Andai saja kau bisa merasakan, bahwasannya menaruh hati kepada seseorang yang hampir sah menjadi pemilik hati lelaki lain begitu menyiksa. Serba salah memang. Benih-benih yang telah tumbuh dalam pangkal pikiranku, merangsang otak untuk senantiasa berdialog bersamamu.
Meski aku tahu, bagaimana ujung kisah ini. Meski aku tahu, akhir perjalanan kita. Aku hanya ingin berdoa, agar Tuhan memberi waktu lebih lama lagi untuk kebersamaan yang tak semestinya kuharapkan ini. Yaa ... aku ingin Tuhan tak buru-buru memisahkanmu dariku.
Bagaimana jika memang Tuhan tak setuju dengan harapanku?
Aku sendiri pun tak dapat membayangkan, segila apa aku kelak ketika hanya bisa pasrah melihat punggungmu menjauh dari pandangan mataku. Akankah kau akan sekali saja menoleh kepadaku, lalu memberikan senyum terakhirmu? Atau hanya sekadar melambaikan tangan, tanda selamat tinggal untukku darimu?

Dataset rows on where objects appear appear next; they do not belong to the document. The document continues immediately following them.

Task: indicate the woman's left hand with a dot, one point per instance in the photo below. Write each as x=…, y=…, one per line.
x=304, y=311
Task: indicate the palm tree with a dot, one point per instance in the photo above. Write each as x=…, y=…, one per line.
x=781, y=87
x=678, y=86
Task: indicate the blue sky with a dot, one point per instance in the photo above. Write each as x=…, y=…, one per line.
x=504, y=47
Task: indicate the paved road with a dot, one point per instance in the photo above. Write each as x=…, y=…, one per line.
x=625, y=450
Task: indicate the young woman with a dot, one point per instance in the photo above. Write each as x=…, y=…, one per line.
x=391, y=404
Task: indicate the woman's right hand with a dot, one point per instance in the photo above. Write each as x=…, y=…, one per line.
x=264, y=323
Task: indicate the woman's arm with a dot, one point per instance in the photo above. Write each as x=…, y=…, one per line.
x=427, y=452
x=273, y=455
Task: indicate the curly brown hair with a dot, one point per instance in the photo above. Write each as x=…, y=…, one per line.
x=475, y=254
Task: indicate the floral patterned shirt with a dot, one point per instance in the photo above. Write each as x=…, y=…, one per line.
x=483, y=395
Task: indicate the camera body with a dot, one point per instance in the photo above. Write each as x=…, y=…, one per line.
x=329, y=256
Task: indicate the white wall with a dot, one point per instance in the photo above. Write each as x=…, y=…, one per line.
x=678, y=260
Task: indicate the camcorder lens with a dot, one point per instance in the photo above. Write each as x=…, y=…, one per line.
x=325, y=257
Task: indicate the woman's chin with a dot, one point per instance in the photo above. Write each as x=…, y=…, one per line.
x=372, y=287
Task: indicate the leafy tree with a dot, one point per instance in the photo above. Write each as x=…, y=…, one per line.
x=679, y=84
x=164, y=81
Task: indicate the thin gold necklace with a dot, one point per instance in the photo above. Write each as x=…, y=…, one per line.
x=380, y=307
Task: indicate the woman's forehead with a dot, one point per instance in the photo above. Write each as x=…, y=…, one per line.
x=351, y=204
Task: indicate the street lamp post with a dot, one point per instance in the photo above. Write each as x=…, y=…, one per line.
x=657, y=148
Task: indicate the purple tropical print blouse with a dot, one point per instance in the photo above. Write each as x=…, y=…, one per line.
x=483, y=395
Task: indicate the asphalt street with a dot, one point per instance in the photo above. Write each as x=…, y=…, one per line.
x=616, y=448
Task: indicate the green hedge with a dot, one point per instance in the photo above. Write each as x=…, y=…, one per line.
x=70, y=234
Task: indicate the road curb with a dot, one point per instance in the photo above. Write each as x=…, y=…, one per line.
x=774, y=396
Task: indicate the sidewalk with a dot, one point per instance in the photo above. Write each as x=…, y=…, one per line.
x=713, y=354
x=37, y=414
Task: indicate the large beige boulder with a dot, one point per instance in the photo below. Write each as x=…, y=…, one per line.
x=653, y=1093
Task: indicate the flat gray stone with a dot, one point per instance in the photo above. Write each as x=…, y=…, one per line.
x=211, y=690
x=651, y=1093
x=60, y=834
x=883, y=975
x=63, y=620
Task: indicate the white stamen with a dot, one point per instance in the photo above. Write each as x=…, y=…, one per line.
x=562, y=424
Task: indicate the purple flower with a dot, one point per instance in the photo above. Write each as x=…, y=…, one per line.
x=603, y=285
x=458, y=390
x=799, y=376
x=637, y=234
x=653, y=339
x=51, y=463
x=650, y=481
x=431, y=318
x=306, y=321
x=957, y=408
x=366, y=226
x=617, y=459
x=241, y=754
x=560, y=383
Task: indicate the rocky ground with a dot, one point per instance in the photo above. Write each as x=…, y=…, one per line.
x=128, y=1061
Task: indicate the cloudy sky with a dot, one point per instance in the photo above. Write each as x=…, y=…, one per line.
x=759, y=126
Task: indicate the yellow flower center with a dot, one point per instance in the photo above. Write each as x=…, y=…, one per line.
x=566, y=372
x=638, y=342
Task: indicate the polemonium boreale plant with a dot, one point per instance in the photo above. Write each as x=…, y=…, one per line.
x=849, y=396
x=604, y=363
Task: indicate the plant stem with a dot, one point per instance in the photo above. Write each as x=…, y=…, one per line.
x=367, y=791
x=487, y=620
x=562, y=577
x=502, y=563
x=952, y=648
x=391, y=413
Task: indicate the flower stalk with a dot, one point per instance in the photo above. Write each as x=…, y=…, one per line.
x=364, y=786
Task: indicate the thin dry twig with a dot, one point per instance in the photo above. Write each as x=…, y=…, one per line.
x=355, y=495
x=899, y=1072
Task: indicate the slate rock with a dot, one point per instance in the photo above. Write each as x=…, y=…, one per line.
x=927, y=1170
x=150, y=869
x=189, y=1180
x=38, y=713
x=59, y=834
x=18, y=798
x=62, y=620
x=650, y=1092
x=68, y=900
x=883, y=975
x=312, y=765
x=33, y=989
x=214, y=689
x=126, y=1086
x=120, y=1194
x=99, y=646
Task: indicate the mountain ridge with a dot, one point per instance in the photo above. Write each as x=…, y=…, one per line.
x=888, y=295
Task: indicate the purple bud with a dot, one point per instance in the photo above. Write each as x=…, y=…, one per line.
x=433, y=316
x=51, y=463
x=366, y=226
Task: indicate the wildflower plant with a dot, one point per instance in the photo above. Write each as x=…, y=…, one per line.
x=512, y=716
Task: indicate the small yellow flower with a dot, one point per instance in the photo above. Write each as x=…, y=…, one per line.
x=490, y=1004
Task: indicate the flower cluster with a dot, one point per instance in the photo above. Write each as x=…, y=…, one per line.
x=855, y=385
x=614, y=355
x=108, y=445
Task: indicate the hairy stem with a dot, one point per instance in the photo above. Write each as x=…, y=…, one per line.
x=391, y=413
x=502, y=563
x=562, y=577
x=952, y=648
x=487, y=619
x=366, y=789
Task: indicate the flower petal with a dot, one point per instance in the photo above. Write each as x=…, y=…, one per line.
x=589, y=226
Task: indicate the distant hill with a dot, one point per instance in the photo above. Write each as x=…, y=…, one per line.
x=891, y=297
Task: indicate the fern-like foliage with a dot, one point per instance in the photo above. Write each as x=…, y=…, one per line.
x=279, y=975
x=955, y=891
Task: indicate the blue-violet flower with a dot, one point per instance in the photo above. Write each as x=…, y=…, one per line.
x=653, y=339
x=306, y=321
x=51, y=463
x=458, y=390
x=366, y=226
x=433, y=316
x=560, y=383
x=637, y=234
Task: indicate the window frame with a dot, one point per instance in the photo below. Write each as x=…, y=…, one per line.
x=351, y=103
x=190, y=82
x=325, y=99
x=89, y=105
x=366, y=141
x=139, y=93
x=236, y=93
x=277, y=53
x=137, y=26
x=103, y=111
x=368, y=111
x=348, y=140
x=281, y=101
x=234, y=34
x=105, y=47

Benar memang kata orang-orang, jika rasa semakin besar, semakin berat pula kelak kita menyeretnya pergi meninggalkan si pencipta rasa tadi. Yaa ... kaulah si pencipta rasa itu. Pencipta segala rasa yang belum pernah aku cicipi sebelumnya. Andaikan rasa itu bisa diceritakan, aku ingin memesan rasa seperti rasa keripik kaca kesukaanmu itu. Agar aku juga bisa menjadi candu untukmu.